Не имея документов — и существуют ли они? — можно, конечно, вообразить переговоры по спецтелефону между Москвой и Минском той ночью: звонок ответственного лица, руководившего операцией, выехавшего с этой миссией в Белоруссию. Так сказать, победный рапорт, быть может, короткий диалог о каких-то подробностях, о точном часе, на который пришлось убийство, и о чем-то другом, почти техническом, о чем нам и не догадаться.
Минск следствия не начинал, не смел. Близкие в Москве не узнали ничего о характере повреждений на теле Михоэлса и о том, была ли его смерть мгновенной, или он еще какое-то время был жив, но так и не пришел в сознание. Судя по всему, и минские хирурги и патологоанатомы не смели прикасаться к проломленным черепам, — все было окружено тайной, секретностью, а это благодатная почва для слухов.
Упрятав тела в гробы и отправив их в Москву, начальники тамошней службы безопасности, если они были достаточно догадливы, облегченно вздохнули — поезд повез убитых в Москву на Белорусский вокзал. Стояли вьюжные дни, и снег свежим белым покровом укутал место преступления, заниматься которым было Минску не по чину.
И все же Москва должна была, обязана была, хоть для проформы, снарядить свое бессмысленное, ленивое, запоздалое следствие, уже после похорон, когда тело убитого убрано с глаз долой, и выбор пал на опытнейшего следователя, превосходно знавшего Михоэлса, — Льва Романовича Шейнина. Его зловещая деятельность тридцатых годов была, конечно, памятна руководителям госбезопасности, они вправе были рассчитывать на гибкий ум и сообразительность Шейнина. Как было ему тогда не понять, что вся страна скорбит по Михоэлсу, что в нем не чаяли души кремлевские руководители — о чем свидетельствовал и правительственный некролог! — что он был дорог всем, от первого человека земли советской до так называемого простого советского человека. Как было ему, наконец, не понять, что заклятые враги Михоэлса засели только в одном месте — в Еврейском антифашистском комитете, и только там! Как было не понять умудренному в интригах следователю, что только евреи, только сионисты заинтересованы в убийстве Михоэлса; оно могло подхлестнуть националистические чувства и страсти, а они только этого и хотят.

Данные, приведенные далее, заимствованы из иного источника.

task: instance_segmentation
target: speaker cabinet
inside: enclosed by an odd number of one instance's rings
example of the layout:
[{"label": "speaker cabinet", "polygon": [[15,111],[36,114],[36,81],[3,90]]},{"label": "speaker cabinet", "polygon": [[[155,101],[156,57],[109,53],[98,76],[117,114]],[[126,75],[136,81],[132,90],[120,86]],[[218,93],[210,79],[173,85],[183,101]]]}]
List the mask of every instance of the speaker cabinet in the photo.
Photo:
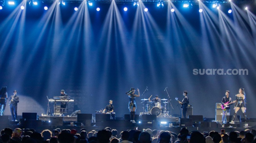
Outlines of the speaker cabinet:
[{"label": "speaker cabinet", "polygon": [[[222,109],[215,109],[215,121],[222,121]],[[227,118],[227,120],[228,121]]]},{"label": "speaker cabinet", "polygon": [[156,120],[156,115],[142,115],[142,121],[152,121]]},{"label": "speaker cabinet", "polygon": [[[182,109],[183,110],[183,109]],[[193,115],[193,107],[188,107],[187,110],[187,113],[186,114],[186,116],[187,118],[189,118],[189,115]],[[182,118],[184,118],[183,117],[183,115],[182,114]]]},{"label": "speaker cabinet", "polygon": [[192,119],[193,122],[203,121],[203,115],[189,115],[189,118]]},{"label": "speaker cabinet", "polygon": [[37,113],[23,113],[22,118],[25,120],[37,120]]},{"label": "speaker cabinet", "polygon": [[[90,120],[92,122],[93,114],[78,114],[77,122],[85,122],[87,120]],[[88,122],[88,121],[87,121]]]},{"label": "speaker cabinet", "polygon": [[50,117],[50,125],[52,126],[62,126],[63,125],[63,117]]},{"label": "speaker cabinet", "polygon": [[180,118],[181,127],[193,127],[192,119],[191,118]]},{"label": "speaker cabinet", "polygon": [[[135,121],[138,121],[140,119],[140,115],[139,114],[135,114]],[[130,114],[124,114],[124,120],[131,120],[130,119]]]},{"label": "speaker cabinet", "polygon": [[111,115],[109,114],[96,114],[95,122],[101,122],[107,120],[110,120]]}]

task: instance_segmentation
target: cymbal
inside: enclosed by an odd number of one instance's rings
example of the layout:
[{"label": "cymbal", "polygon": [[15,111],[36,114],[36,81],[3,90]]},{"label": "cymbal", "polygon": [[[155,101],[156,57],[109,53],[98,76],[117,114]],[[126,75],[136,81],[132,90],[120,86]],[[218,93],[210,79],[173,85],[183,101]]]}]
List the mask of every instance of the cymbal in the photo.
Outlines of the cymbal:
[{"label": "cymbal", "polygon": [[147,103],[154,103],[155,102],[154,102],[154,101],[149,101],[149,102],[147,102]]},{"label": "cymbal", "polygon": [[144,99],[142,99],[140,100],[149,100],[149,99],[144,98]]},{"label": "cymbal", "polygon": [[168,99],[163,98],[163,99],[161,99],[161,100],[168,100]]}]

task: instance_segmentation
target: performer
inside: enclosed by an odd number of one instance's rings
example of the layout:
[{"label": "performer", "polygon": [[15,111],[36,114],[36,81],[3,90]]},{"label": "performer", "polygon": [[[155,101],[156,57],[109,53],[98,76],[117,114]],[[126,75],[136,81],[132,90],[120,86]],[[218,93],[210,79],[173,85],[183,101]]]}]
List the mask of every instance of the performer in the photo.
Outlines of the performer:
[{"label": "performer", "polygon": [[135,94],[135,89],[133,88],[131,88],[130,91],[127,92],[125,94],[128,95],[130,101],[128,104],[128,108],[130,110],[130,121],[132,122],[133,123],[135,123],[135,111],[136,111],[136,102],[135,102],[135,98],[140,97],[140,89],[137,88],[138,91],[138,95]]},{"label": "performer", "polygon": [[[62,89],[60,91],[61,97],[68,97],[67,95],[65,93],[65,90]],[[64,116],[64,113],[65,109],[66,109],[66,106],[67,106],[67,102],[62,102],[60,103],[60,116]]]},{"label": "performer", "polygon": [[187,113],[187,106],[188,104],[189,103],[189,98],[187,97],[187,91],[185,90],[183,91],[183,96],[184,96],[184,98],[183,98],[183,100],[182,100],[182,102],[179,102],[179,103],[182,105],[182,115],[183,115],[183,118],[187,118],[186,114]]},{"label": "performer", "polygon": [[[227,117],[226,115],[230,115],[230,105],[232,105],[235,101],[232,102],[232,99],[229,97],[229,91],[226,91],[225,96],[223,97],[222,99],[222,104],[223,105],[224,109],[222,110],[222,123],[227,123]],[[229,104],[229,105],[227,105]]]},{"label": "performer", "polygon": [[243,116],[245,118],[245,120],[246,120],[246,115],[245,115],[245,110],[246,107],[245,107],[245,93],[244,89],[240,88],[238,91],[239,93],[236,95],[236,103],[235,103],[235,113],[234,113],[233,117],[232,117],[232,120],[230,122],[230,123],[234,123],[234,121],[236,116],[236,113],[239,110],[240,108],[242,110]]},{"label": "performer", "polygon": [[6,101],[8,99],[8,94],[7,93],[6,87],[3,87],[0,91],[0,108],[1,108],[0,116],[4,116],[4,110],[5,109],[6,106]]},{"label": "performer", "polygon": [[150,100],[150,97],[149,98],[149,101],[153,101],[155,102],[155,105],[158,107],[161,107],[161,99],[158,98],[158,95],[156,95],[155,98],[152,99],[152,100]]},{"label": "performer", "polygon": [[18,121],[17,120],[17,109],[18,103],[20,102],[20,98],[17,95],[17,90],[13,91],[13,95],[11,96],[9,103],[11,113],[12,121]]},{"label": "performer", "polygon": [[109,100],[109,104],[107,105],[105,107],[105,109],[103,110],[102,111],[102,113],[105,114],[105,111],[107,111],[107,112],[106,114],[110,114],[110,113],[114,112],[114,105],[112,105],[113,103],[113,101],[111,100]]}]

Разыграй Шейнин эту черную, крапленую козырную карту, и он снова на коне, снова свой, нужный или, на худой конец, терпимый человек. Но следственному асу, старшему следователю Прокуратуры СССР по особо важным делам пришло на ум нечто поистине странное, противоестественное: для начала следствия об убийстве в Минске выехать в… Минск. После первых же диалогов на месте и первых встреч с начальниками тамошней госбезопасности он был отозван в Москву и тотчас же изгнан из Прокуратуры.

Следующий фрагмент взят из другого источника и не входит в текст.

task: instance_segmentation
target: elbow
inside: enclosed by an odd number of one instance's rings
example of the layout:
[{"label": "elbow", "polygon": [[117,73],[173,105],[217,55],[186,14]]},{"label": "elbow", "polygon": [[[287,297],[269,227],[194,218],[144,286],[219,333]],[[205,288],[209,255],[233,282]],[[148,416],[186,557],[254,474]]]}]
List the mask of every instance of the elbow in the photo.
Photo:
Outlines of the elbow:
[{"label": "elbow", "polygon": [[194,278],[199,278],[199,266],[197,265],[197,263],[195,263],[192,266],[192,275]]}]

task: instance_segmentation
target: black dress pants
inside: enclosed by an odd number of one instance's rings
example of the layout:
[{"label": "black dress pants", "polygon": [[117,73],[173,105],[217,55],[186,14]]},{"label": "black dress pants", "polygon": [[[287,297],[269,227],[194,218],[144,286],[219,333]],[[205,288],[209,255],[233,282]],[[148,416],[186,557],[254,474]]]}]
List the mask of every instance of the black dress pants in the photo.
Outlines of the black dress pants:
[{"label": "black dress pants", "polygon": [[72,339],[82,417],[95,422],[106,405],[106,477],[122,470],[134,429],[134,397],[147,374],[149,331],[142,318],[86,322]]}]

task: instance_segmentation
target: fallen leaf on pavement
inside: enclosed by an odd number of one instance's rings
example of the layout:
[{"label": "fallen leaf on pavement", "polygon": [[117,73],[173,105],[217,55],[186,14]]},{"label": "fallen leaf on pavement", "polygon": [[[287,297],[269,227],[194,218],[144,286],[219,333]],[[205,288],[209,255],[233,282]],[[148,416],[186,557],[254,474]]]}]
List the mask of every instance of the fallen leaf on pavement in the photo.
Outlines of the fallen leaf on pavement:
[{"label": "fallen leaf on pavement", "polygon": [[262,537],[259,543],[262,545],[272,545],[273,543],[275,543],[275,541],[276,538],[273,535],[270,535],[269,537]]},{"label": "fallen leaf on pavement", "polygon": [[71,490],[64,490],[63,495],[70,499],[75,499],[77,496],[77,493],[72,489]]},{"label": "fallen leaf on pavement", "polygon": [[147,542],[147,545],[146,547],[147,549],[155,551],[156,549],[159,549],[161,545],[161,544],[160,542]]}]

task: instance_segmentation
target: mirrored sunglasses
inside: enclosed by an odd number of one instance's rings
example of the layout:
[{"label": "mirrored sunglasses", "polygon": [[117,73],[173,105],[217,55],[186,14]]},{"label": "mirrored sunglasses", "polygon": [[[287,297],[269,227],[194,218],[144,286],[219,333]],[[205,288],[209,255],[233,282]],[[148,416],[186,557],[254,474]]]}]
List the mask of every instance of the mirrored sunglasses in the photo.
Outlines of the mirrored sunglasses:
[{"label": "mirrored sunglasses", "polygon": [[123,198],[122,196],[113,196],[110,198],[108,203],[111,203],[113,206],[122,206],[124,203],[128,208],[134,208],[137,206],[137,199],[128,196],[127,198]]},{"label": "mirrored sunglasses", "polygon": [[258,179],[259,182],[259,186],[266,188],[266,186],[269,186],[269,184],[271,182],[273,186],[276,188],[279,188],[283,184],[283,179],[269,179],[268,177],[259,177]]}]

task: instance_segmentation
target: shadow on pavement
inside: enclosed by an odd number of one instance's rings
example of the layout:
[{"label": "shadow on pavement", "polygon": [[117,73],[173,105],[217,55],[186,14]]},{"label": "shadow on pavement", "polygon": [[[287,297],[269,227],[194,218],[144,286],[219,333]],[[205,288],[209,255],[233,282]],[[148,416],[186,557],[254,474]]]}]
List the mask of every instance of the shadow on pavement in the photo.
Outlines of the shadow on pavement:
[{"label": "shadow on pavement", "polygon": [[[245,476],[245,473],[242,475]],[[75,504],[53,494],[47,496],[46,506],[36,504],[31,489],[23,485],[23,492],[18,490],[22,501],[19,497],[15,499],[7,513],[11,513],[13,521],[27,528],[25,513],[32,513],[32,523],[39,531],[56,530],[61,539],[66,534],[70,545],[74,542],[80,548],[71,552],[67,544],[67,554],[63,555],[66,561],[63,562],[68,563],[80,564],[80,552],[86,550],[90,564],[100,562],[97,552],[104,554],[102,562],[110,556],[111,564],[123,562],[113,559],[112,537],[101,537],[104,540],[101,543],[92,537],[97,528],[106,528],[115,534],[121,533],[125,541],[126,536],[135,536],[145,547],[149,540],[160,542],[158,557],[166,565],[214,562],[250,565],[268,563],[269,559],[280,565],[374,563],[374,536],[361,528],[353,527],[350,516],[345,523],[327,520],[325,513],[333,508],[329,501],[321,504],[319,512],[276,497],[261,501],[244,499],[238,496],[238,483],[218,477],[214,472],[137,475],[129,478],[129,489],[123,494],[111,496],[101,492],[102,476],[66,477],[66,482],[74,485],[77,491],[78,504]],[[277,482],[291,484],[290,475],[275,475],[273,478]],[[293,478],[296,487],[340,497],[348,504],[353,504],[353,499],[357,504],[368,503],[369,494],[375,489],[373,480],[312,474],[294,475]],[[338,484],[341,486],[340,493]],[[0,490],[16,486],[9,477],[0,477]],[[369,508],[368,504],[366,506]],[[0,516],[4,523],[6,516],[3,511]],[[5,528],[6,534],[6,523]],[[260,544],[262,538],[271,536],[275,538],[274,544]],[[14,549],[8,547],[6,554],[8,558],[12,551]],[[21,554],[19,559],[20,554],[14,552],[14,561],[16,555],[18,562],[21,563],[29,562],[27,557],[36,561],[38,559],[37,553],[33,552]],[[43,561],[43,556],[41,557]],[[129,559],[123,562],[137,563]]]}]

Мог ли всесильный еще вчера старший следователь Прокуратуры СССР Лев Шейнин предположить, что убийство Михоэлса сработано так грубо и непрофессионально, так неосторожно с юридической точки зрения? Мог ли неглупый, многоопытный следователь не увидеть, что он назначен исследовать преступление, которого нельзя касаться никому, никак и никогда? Мог ли он знать, что убийца, хорошо известный руководству МГБ, не только не схвачен, но отмечен высокой милостью — орденом? Именно об этом дважды в одной из глав своих «Воспоминаний» свидетельствует Никита Хрущев. «И вот произошла расправа с. Михоэлсом, — пишет он, — величайшим артистом еврейского театра. Убить его зверски, тайно убить, а потом наградить его убийц и с честью (точнее было бы сказать — „с почестями“. — А. Б.) похоронить жертву — это уму непостижимо!» Через десяток абзацев Н. Хрущев повторяет: «…общественность не знала, как был убит этот человек. Его убийца, мне Маленков говорил, был награжден орденом».
Но к этому я вернусь.
Открылся неограниченный простор для слухов, домыслов и легенд.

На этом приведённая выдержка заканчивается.